WHICH "experts"? An article that isn't willing to quote real sources is pretty much bunk.
These people would have us ignore what our own eyes tell us, and what the family tells us.
I am glad Bush is taking her into protective custody. There are plenty of other so-called experts who say something different about Terri, including the one the Florida protective services people used from Mayo today.
When there is doubt like this, differing medical opinions, when the family is split like it is...you err on the side of life.
Bush understands this and is acting accordingly.
Cripes, I'm getting more and more %&#!ing confused with each new article.
It seems like everyone has a different idea of what PVS is and whether Terri Sciavo has it.
My current favorite was the "news" report yesterday that "experts" claim people starving to death experience euphoria.
One of these days I'm going to make a compilation of all the thoroughly ridiculous things that journalists allege "experts agree" on.
I saw a video where someone asked her to open her eyes and she opened them really wide. It wasn't a reflex. So what if her life is similar to that of a baby. That doesn't mean she should die.
whatever. she stays alive when fed, and that about settles it.
Exactly...and in such an environement what should we do? Kill her, or err on the side of life?
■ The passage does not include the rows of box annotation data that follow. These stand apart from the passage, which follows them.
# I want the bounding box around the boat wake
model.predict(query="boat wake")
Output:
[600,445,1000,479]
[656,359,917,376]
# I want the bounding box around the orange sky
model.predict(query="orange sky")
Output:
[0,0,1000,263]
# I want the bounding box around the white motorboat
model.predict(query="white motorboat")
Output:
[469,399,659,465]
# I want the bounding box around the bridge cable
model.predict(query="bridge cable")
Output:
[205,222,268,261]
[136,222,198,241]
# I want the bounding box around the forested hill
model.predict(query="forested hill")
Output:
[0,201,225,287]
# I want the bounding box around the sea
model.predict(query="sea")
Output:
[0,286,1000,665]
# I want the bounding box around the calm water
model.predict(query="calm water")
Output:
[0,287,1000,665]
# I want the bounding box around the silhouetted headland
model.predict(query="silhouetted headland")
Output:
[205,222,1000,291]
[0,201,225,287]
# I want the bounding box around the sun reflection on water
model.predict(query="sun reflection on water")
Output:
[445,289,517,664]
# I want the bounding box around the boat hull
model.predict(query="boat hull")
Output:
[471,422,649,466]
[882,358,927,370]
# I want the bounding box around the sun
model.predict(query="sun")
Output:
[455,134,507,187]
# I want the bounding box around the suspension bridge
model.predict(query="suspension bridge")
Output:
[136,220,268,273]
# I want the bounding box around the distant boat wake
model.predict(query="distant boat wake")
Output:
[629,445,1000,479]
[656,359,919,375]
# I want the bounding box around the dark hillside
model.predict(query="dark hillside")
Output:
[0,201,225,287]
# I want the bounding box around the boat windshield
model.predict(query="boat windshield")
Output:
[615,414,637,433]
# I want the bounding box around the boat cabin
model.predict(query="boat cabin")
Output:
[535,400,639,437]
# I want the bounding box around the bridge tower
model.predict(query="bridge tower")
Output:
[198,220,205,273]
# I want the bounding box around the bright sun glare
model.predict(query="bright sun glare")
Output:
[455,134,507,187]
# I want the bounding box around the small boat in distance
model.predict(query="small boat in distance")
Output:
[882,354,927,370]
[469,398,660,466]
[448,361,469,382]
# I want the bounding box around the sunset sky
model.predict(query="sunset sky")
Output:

The answer is obvious.
Gee, that sounds like reasonable doubt to me....
I won't believe it until I see it.
I don't believe what I see.
I believe what I want to believe.
What does it have to do with the courts siding with some appearent prick on hearsay testimony?
Is this article really trying to ellude to killing a person if they are in a PVS no matter what!?
Does anyone ever stop and ask these "experts" if they are pro-choice?
Because I'd bet most of them are. And therefore, their motives are suspect.
"It's just gas."
"I believe this article as much as I believe"
I'll add that they can look at you with intense glare as if they know you.
Then they'll give the same recognizing glare out into space.
The one's I've seen have more seeming eye recognition ability than Terri, less vocal sounds.
I don't know what her real medical condition is, and I accept the possibility the doctors on either side are correct. But the case still troubles me and I wouldn't remove the tube at this point due to all the familiar facts - differences in medical opinions and observations, the husband's estrangement, and teh parents' desire to provide additional care.
I pointed to a tree, and asked my dog "what's that?" He said "bark!"